Now Hope came in and expected to shake everything up and do things her way.
“There is no money, Hope. Do you not get that? You’ll have virtually no operating budget. You’ll barely make enough to pay the salaries for Santa Claus and anybody you hire to work in the gift shop.”
Oh. Right. How was she going to find people to help her in only nine days?
Mary could help line her up with the seasonal employees who had worked at the Ranch in previous years. Surely a few of them might still be looking for work.
“You said it’s been hemorrhaging money. Is it really that bad?”
“People just aren’t coming to holiday attractions like this one much anymore. The only reason we kept it going was because Uncle Claude loved it so and Travis wanted to honor his memory.”

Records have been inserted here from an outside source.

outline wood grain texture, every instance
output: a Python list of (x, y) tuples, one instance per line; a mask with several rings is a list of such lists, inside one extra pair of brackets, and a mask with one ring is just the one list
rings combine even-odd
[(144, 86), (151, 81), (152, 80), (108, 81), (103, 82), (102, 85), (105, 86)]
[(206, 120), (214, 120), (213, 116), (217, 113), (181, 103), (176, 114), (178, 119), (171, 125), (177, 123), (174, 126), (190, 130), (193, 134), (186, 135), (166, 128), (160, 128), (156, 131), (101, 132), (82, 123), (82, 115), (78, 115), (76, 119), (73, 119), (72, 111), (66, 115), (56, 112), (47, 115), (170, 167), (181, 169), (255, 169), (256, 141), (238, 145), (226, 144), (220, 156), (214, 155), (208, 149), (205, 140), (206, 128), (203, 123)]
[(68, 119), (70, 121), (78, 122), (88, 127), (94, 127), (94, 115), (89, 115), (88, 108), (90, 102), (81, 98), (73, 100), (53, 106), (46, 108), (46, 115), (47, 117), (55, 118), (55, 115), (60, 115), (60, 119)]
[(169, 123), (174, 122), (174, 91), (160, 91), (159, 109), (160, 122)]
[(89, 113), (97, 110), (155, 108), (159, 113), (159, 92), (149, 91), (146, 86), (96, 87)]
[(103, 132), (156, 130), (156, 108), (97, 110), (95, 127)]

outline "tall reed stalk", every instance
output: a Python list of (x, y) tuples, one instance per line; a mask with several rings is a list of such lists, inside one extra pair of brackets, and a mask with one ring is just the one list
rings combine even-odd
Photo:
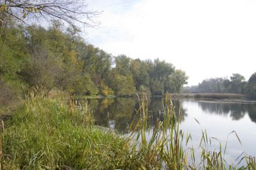
[[(148, 114), (146, 96), (143, 95), (139, 101), (137, 115), (140, 119), (136, 124), (131, 124), (130, 127), (135, 124), (131, 138), (137, 140), (135, 148), (145, 160), (141, 166), (144, 169), (256, 169), (255, 157), (247, 155), (241, 159), (241, 161), (246, 160), (245, 166), (229, 165), (224, 159), (227, 142), (223, 147), (217, 138), (209, 137), (206, 130), (201, 132), (197, 148), (189, 146), (192, 136), (189, 134), (185, 135), (181, 129), (182, 110), (175, 109), (169, 95), (166, 96), (163, 105), (163, 120), (158, 119), (153, 126), (150, 124), (152, 118)], [(178, 113), (175, 110), (179, 110)], [(234, 131), (232, 133), (235, 134), (241, 142), (236, 133)], [(212, 149), (212, 140), (218, 141), (218, 148)], [(196, 151), (199, 155), (195, 155)]]

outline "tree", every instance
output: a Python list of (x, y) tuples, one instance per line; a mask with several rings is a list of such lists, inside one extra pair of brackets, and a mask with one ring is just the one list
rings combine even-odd
[(252, 98), (256, 98), (256, 72), (254, 73), (248, 81), (247, 95)]
[[(143, 89), (143, 87), (149, 85), (150, 75), (146, 63), (139, 58), (133, 60), (131, 63), (131, 71), (137, 91), (140, 91)], [(143, 91), (145, 91), (145, 90)]]
[[(69, 25), (80, 23), (94, 26), (92, 17), (98, 14), (86, 10), (87, 5), (82, 0), (1, 0), (0, 28), (5, 19), (11, 17), (28, 24), (32, 19), (61, 19)], [(28, 22), (28, 19), (29, 19)]]
[(182, 70), (176, 70), (169, 76), (166, 89), (170, 93), (180, 93), (184, 85), (187, 84), (189, 77)]
[(238, 73), (233, 73), (230, 77), (231, 93), (243, 93), (245, 86), (245, 78)]

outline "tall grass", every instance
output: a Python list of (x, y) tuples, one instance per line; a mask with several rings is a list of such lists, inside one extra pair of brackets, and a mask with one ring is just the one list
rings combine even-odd
[[(218, 140), (209, 137), (206, 130), (201, 131), (198, 148), (189, 146), (191, 136), (185, 134), (180, 128), (181, 110), (179, 109), (178, 114), (175, 113), (177, 110), (168, 95), (166, 97), (164, 108), (163, 121), (158, 120), (153, 126), (150, 124), (152, 118), (148, 115), (145, 96), (141, 98), (141, 107), (137, 112), (141, 119), (132, 134), (135, 136), (131, 138), (137, 140), (136, 148), (146, 160), (145, 169), (256, 169), (255, 158), (245, 154), (240, 157), (241, 162), (246, 161), (245, 165), (239, 166), (226, 161), (227, 142), (223, 146), (219, 142), (219, 148), (212, 149), (212, 140)], [(241, 142), (236, 132), (232, 134), (234, 134)], [(195, 155), (196, 151), (199, 155)]]
[(3, 169), (114, 169), (125, 167), (127, 142), (94, 128), (86, 104), (29, 92), (5, 124)]

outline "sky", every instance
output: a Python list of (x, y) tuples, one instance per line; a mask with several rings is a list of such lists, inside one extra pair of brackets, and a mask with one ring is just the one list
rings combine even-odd
[(256, 72), (256, 1), (88, 0), (102, 11), (86, 39), (114, 56), (160, 58), (185, 71), (188, 85)]

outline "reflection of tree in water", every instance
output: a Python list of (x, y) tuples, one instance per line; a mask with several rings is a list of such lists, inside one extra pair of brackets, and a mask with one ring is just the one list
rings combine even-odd
[(114, 122), (115, 128), (119, 131), (123, 131), (127, 128), (127, 122), (131, 121), (135, 108), (134, 99), (115, 98), (89, 101), (90, 108), (94, 111), (95, 124), (110, 127), (109, 124)]
[(256, 123), (256, 105), (249, 105), (248, 106), (248, 114), (251, 121)]
[[(181, 122), (185, 120), (185, 118), (187, 116), (186, 110), (182, 107), (182, 103), (179, 99), (172, 99), (172, 105), (174, 107), (176, 116), (181, 116)], [(165, 99), (154, 98), (150, 101), (148, 106), (149, 115), (153, 117), (154, 123), (159, 119), (162, 121), (164, 116), (164, 108), (166, 108)], [(180, 114), (181, 111), (181, 114)], [(181, 115), (180, 115), (181, 114)]]
[(205, 113), (218, 115), (228, 115), (230, 114), (230, 117), (232, 120), (238, 120), (245, 116), (249, 105), (245, 103), (198, 101), (198, 105)]
[[(124, 132), (133, 120), (137, 122), (139, 115), (136, 111), (139, 108), (139, 102), (137, 98), (121, 98), (90, 99), (90, 108), (94, 110), (95, 124), (105, 127), (110, 127), (110, 122), (115, 122), (115, 128), (119, 132)], [(177, 116), (179, 110), (181, 108), (181, 121), (187, 116), (185, 111), (182, 109), (182, 104), (179, 100), (172, 100), (175, 105)], [(152, 118), (150, 123), (154, 125), (158, 119), (162, 120), (164, 118), (164, 99), (152, 98), (148, 101), (149, 116)], [(114, 120), (114, 121), (113, 121)], [(134, 127), (133, 127), (134, 128)]]

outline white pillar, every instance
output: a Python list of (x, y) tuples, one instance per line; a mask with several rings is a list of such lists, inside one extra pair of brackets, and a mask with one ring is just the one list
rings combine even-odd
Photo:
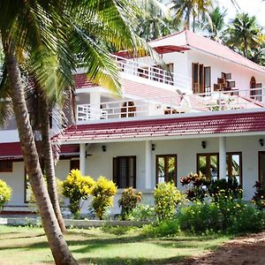
[(90, 93), (91, 119), (100, 119), (101, 117), (101, 94), (98, 91)]
[(226, 138), (219, 138), (219, 178), (226, 178)]
[(145, 175), (145, 188), (152, 188), (152, 142), (151, 140), (145, 141), (145, 156), (146, 156), (146, 175)]
[(82, 175), (86, 175), (86, 144), (81, 143), (80, 148), (80, 168)]

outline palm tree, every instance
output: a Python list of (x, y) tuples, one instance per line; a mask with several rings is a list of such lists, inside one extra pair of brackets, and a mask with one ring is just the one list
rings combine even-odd
[(249, 17), (247, 13), (238, 14), (226, 30), (226, 44), (246, 57), (248, 49), (260, 45), (261, 35), (255, 17)]
[(211, 25), (207, 24), (205, 28), (209, 34), (209, 37), (216, 42), (221, 42), (222, 34), (224, 28), (224, 17), (226, 10), (221, 11), (220, 7), (216, 7), (209, 14)]
[[(172, 0), (171, 9), (174, 11), (175, 19), (184, 20), (185, 28), (195, 31), (196, 23), (205, 20), (210, 23), (209, 12), (213, 6), (212, 0)], [(193, 22), (191, 23), (191, 19)]]
[(149, 42), (171, 33), (170, 9), (158, 0), (140, 0), (139, 3), (143, 12), (138, 18), (135, 31), (140, 37)]
[[(113, 89), (120, 84), (117, 66), (100, 39), (131, 49), (142, 44), (130, 25), (133, 1), (1, 1), (1, 42), (8, 73), (9, 95), (17, 121), (25, 167), (33, 188), (56, 264), (76, 264), (57, 223), (44, 185), (39, 155), (25, 100), (20, 56), (30, 55), (30, 69), (48, 98), (61, 98), (62, 87), (72, 86), (75, 57), (84, 58), (89, 77)], [(84, 21), (85, 20), (85, 21)], [(74, 23), (73, 23), (74, 22)], [(89, 23), (90, 22), (90, 23)], [(102, 22), (95, 23), (95, 22)], [(97, 27), (95, 27), (97, 25)], [(85, 28), (85, 26), (86, 28)], [(90, 33), (86, 34), (83, 29)], [(110, 31), (108, 31), (110, 29)], [(117, 38), (118, 36), (118, 38)], [(121, 38), (123, 36), (123, 38)], [(107, 73), (104, 70), (108, 70)]]

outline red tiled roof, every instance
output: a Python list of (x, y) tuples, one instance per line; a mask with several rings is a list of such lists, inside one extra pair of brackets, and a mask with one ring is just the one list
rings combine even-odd
[(73, 78), (76, 88), (89, 88), (97, 86), (87, 79), (86, 73), (75, 74)]
[(115, 140), (149, 137), (265, 132), (265, 112), (134, 120), (80, 125), (66, 129), (61, 141)]
[[(166, 54), (166, 53), (170, 53), (170, 52), (182, 52), (184, 50), (187, 50), (190, 49), (187, 47), (183, 47), (183, 46), (177, 46), (177, 45), (163, 45), (163, 46), (158, 46), (158, 47), (155, 47), (154, 49), (158, 53), (158, 54)], [(134, 58), (134, 57), (138, 57), (139, 56), (135, 56), (133, 55), (133, 53), (128, 51), (128, 50), (121, 50), (121, 51), (117, 51), (115, 52), (114, 55), (124, 57), (124, 58)]]
[(265, 69), (263, 67), (248, 60), (228, 47), (212, 41), (209, 38), (198, 35), (189, 30), (184, 30), (179, 33), (152, 41), (149, 44), (155, 49), (168, 45), (179, 45), (181, 47), (196, 49), (212, 56), (265, 72)]
[[(80, 145), (64, 145), (61, 147), (61, 155), (67, 155), (80, 152)], [(0, 143), (0, 160), (22, 159), (22, 151), (19, 142)]]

Her sister’s words were sobering.
“You’ve always been enthusiastic about things, Hope. It’s one of the best things about you. You jump right in and try to fix things. But you can’t fix this. The Christmas Ranch is a losing proposition. We just can’t afford it anymore. There’s no money. We’re holding on by our fingernails as it is. If things don’t pick up, we’re going to have to sell off part of the cattle herd and possibly some of the pasture land along the creek. Wade Dalton made us a more than fair offer and Mary and I are seriously considering it.”
“Oh, Faith. I’m sorry. I didn’t know.”
“I didn’t know the whole picture either, until after Travis died. He was very good at putting on a cheerful face.”
Faith was quiet for a moment, then walked around the island. “I should probably tell you, I had a very respectable offer for the reindeer. A guy with a petting zoo in Pocatello. We’ve talked about it and were planning to take that, too. He was interested in taking them before the holidays.”
The small herd of reindeer had been part of the ranch as long as she had lived here. They were part of the family, as far as Hope was concerned.
“Sell the reindeer?”
“I know,” Mary piped in. “It breaks my heart too.”
“Did you sign any papers?”
“No, but...”
“Don’t. Please, Faith. Wait until after Christmas. Give me this season to prove I can turn things around. I know I can do it. I am going to make money with The Christmas Ranch this year, enough to tide the Star N over the rest of the year. You’ll see.”
Her sister sighed. “You have no idea what you’re up against.”
“Maybe not, but that could be a good thing, right? Ignorance is bliss, and all that.”
“Oh, Hope. You always could talk me into anything.”
Mary gave a short laugh. “That’s my girls!”
Relief and excitement and no small amount of nerves washed over Hope like an avalanche. “You won’t be sorry. This is going to be our best year ever, I promise.”
She had no idea how she would keep that promise but she intended to try.